Nights that Dad is home, he watches me carefully as I emerge with Amy from the hallway, both of us wearing miniskirts and too much makeup. He knows he shouldn’t trust us. But I can tell he also kind of likes it, even after that whole lawsuit thing last year. He likes that I try to be pretty, that I’m even becoming pretty as I get older, and he likes that I want to party. It reminds him of who he used to be when he was a teen, when he was popular and carefree, not a divorced dad raising two girls by himself. He has stories, like the one from when he was seventeen and working at Jan’s Ice Cream Parlor with his friend Les. Whenever thirteen-or fourteen-year-old girls visited, they told the girls to sit tight while they prepared a special treat: two scoops of vanilla ice cream, a carefully carved banana, whipped cream, and chocolate sprinkles for pubic hair.

“Here you go,” my young father said. “Virgin’s Delight, made especially for you.”

The girls erupted into giggles. They held their spoons this way and that, trying to work at the ice cream. My father and Les winked at them. “What’s the matter? Don’t you like it? Is it too big for you?”

They giggled some more.

I can tell by the way he talks that he misses those days. Tyler is another story. Tyler stays in her room with the door closed. I think it bothers Dad that he doesn’t understand her the way he does me. She’s too much like Mom, with her interest in art and all things alternative. She even looks like her, dark-haired and small. I avoid looking at her door as I pass, not wanting to think about the way she isolates herself all the time. It’s her choice, I tell myself. She could be going out and having fun if she wanted to. No one’s making her sit around with her fantasy figurines, waiting for Mom to call.

“Where are you going?” Dad asks when I head for the front door. His cigarette sits in an ashtray on the coffee table, swirling smoke into the air.

“To the city,” I say. “I told you.”

“I want you home by midnight.”

“Dad.” I cross my arms. “Nothing even happens until ten.”
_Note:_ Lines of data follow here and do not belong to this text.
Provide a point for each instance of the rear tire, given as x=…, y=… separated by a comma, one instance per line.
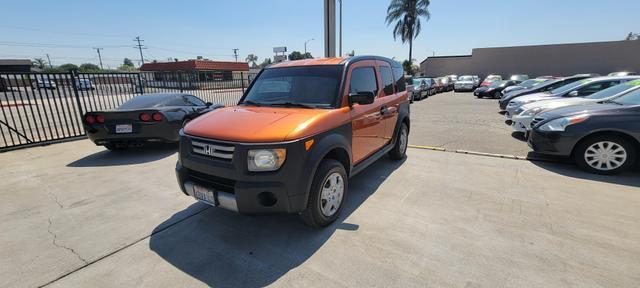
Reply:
x=605, y=155
x=402, y=141
x=324, y=197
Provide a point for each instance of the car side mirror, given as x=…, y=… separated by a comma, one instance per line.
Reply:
x=363, y=98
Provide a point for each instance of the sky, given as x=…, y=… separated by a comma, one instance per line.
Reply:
x=68, y=30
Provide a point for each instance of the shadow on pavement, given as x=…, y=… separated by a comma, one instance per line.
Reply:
x=565, y=167
x=222, y=248
x=147, y=153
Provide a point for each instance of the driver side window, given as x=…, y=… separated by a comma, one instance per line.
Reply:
x=363, y=79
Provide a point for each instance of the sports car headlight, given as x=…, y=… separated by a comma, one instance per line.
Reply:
x=561, y=123
x=266, y=159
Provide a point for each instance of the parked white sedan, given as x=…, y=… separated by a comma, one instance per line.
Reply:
x=522, y=121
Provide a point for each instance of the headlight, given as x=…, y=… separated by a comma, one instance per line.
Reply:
x=561, y=123
x=266, y=159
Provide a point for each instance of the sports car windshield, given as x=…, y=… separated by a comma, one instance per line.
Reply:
x=313, y=86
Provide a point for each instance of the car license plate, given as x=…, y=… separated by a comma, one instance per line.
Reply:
x=124, y=128
x=204, y=194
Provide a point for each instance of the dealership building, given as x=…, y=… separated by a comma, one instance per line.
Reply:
x=537, y=60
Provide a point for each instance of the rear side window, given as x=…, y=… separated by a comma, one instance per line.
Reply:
x=363, y=79
x=387, y=80
x=398, y=73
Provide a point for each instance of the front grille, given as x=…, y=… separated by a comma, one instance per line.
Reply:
x=535, y=121
x=215, y=182
x=216, y=150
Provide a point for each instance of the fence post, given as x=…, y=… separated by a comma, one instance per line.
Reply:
x=74, y=74
x=140, y=83
x=242, y=80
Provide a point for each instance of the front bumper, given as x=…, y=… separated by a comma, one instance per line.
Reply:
x=237, y=189
x=552, y=142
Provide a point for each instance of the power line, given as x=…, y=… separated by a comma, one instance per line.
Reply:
x=140, y=47
x=99, y=56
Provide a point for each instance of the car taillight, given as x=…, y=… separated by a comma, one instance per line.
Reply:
x=145, y=117
x=157, y=116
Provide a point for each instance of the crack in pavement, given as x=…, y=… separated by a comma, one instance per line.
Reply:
x=55, y=243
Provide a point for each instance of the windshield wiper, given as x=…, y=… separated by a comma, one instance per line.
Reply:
x=292, y=104
x=252, y=103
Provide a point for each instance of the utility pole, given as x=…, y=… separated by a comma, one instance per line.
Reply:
x=139, y=47
x=99, y=56
x=340, y=31
x=305, y=44
x=235, y=53
x=49, y=59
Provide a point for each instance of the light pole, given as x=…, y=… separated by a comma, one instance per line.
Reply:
x=305, y=44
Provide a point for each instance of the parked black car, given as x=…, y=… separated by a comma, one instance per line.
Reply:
x=147, y=117
x=601, y=138
x=494, y=90
x=542, y=87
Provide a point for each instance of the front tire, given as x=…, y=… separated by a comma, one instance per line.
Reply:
x=328, y=194
x=605, y=155
x=400, y=149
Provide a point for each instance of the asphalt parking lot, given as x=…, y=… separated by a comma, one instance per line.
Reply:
x=75, y=215
x=460, y=121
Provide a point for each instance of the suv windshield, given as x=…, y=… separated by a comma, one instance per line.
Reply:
x=569, y=86
x=611, y=91
x=312, y=86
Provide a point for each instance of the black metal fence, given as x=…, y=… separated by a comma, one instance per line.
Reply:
x=39, y=108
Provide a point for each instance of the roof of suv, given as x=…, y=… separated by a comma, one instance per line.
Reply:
x=333, y=61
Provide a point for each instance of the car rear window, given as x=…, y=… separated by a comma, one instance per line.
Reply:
x=308, y=85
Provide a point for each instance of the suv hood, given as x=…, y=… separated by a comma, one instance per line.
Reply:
x=264, y=124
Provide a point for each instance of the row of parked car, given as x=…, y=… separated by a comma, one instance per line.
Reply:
x=593, y=119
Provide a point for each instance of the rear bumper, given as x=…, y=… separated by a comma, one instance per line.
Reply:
x=552, y=143
x=101, y=134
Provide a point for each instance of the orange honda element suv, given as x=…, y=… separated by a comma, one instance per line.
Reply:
x=298, y=133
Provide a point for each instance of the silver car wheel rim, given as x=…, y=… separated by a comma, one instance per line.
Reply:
x=605, y=155
x=332, y=194
x=403, y=140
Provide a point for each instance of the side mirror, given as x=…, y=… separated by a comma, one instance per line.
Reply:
x=364, y=98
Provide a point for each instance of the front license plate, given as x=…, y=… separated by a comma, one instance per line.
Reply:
x=124, y=128
x=204, y=194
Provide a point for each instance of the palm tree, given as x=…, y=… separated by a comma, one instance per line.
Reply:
x=406, y=14
x=39, y=63
x=252, y=58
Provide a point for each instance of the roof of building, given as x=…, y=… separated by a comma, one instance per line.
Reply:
x=195, y=65
x=22, y=62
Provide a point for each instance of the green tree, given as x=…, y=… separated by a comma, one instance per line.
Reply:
x=266, y=62
x=66, y=67
x=128, y=62
x=251, y=58
x=296, y=55
x=39, y=63
x=406, y=14
x=88, y=67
Dad takes a deep breath, considering this. “How about one?”

I scowl.

“Two?”

“Fine.” I glance over at Amy, roll my eyes. And we leave.

“I wish my dad were like that,” Amy says once we’re in the elevator. I think of her dad, who owns a chicken-packing company. He leaves every day at four in the morning, so usually when I’m at Amy’s house he’s asleep. When he’s awake, he’s grouchy and distant. He calls Amy “Lame-y” as a joke, but I can tell Amy doesn’t think it’s funny. In many ways I do feel lucky my dad is my dad. He’s friendly and funny—really funny, not mean funny—and he smokes pot in the apartment. My friends have always liked him, and I can tell he takes pride in being the cool dad.